By October, 2001, after many delays Michael’s first solo album of new material for six years was finally released amid of barrage of publicity, not all of it welcome. In the years between ‘History’ and ‘Invincible’ his personal life and general well-being had come under considerable scrutiny, not least because his appearance had changed dramatically from the cute little African-American boy who
fronted the Jackson 5. Michael’s hair was now straight, his nose sharply pointed and, most remarkably, his skin appeared to be getting lighter.
He had married a second time, to Debbie Rowe, a nurse who produced his two children, a boy, Prince Michael, and a girl, Paris, before they separated. A third child, Prince Michael II, was born to a surrogate mother, identity unknown.

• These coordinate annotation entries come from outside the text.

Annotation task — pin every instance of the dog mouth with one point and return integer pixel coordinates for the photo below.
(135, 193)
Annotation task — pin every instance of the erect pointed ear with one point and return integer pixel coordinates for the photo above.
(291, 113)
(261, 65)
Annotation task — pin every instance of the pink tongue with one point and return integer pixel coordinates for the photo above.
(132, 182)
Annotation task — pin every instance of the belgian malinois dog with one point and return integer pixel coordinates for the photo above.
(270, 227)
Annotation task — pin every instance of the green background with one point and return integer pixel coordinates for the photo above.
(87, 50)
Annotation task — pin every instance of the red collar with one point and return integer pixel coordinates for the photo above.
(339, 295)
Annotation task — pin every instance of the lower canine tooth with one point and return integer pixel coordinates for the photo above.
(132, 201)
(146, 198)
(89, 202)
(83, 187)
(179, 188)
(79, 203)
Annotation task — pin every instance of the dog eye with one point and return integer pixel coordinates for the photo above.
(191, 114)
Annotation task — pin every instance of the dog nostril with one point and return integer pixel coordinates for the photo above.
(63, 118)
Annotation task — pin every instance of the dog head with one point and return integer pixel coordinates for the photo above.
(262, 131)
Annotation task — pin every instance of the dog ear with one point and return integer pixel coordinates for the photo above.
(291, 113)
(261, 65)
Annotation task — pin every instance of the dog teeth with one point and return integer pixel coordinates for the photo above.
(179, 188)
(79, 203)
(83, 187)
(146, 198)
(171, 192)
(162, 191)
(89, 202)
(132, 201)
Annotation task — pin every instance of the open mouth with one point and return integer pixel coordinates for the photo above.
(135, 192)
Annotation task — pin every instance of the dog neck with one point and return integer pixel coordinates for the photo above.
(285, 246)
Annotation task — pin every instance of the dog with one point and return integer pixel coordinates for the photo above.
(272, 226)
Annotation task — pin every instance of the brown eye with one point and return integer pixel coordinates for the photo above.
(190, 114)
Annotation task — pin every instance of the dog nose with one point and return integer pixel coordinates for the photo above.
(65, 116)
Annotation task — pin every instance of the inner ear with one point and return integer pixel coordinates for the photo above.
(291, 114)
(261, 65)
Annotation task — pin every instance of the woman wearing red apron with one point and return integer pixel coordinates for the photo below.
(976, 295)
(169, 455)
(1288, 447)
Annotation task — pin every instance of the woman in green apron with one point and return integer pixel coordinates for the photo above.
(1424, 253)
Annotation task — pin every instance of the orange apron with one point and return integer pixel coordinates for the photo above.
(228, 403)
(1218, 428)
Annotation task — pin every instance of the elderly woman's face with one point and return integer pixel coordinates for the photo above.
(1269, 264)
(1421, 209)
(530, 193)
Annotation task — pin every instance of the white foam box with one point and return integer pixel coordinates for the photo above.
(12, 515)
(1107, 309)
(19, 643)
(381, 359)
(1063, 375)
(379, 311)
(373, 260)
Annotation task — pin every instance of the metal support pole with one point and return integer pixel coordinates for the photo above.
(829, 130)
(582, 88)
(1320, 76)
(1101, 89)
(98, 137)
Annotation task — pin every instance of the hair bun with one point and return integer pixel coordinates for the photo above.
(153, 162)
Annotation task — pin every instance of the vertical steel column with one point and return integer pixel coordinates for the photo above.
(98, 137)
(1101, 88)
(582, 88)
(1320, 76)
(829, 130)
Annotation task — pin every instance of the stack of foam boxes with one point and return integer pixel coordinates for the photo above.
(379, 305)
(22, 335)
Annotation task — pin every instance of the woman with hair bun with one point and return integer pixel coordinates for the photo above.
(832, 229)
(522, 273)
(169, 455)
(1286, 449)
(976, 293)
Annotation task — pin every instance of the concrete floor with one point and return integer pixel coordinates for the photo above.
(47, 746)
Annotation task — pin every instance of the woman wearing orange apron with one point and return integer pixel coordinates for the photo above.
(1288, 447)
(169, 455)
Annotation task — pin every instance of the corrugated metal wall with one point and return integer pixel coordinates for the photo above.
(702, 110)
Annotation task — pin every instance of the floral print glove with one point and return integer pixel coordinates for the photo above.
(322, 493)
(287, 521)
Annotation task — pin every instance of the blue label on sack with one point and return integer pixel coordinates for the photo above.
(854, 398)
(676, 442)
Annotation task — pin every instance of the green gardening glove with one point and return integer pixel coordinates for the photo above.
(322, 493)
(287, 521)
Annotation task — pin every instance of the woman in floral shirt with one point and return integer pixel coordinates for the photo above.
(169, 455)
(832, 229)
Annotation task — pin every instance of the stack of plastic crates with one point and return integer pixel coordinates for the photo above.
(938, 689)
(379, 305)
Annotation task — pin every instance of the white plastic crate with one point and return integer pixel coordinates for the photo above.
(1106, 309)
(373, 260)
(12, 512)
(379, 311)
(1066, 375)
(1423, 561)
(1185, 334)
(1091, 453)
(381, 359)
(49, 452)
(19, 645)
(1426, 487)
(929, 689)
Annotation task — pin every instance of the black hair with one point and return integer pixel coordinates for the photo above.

As if all this wasn’t enough Michael’s behavior became increasingly erratic as the nineties progressed. He was rarely seen in public without a face mask and was reputed to sleep in a specially built oxygen chamber designed to prolong his life. Minders who surrounded him invariably carried umbrellas to protect him from sunlight. He lived on a ranch near Los Angeles called Neverland, named after the mythical kingdom in J. M. Barrie’s fantasy Peter Pan, where children never grow up. He had his own private zoo and theme park, complete with fairground rides. His best friend was a chimpanzee named Bubbles.
Some further quotes from Jackson:
“There are times when I wish I wasn’t so recognizable and I could just go out and have a good time. Like being able to go to Disneyland and just go on the rides.”
“Certain people were created for certain things, and I think our job is to entertain the world. I don’t see no other thing that I could be doing.”
“In a crowd I’m afraid. On stage I’m safe. I’d sleep on stage if I could. See, my whole life has been on stage and the impression I get of people is applause, standing ovations and running after you.”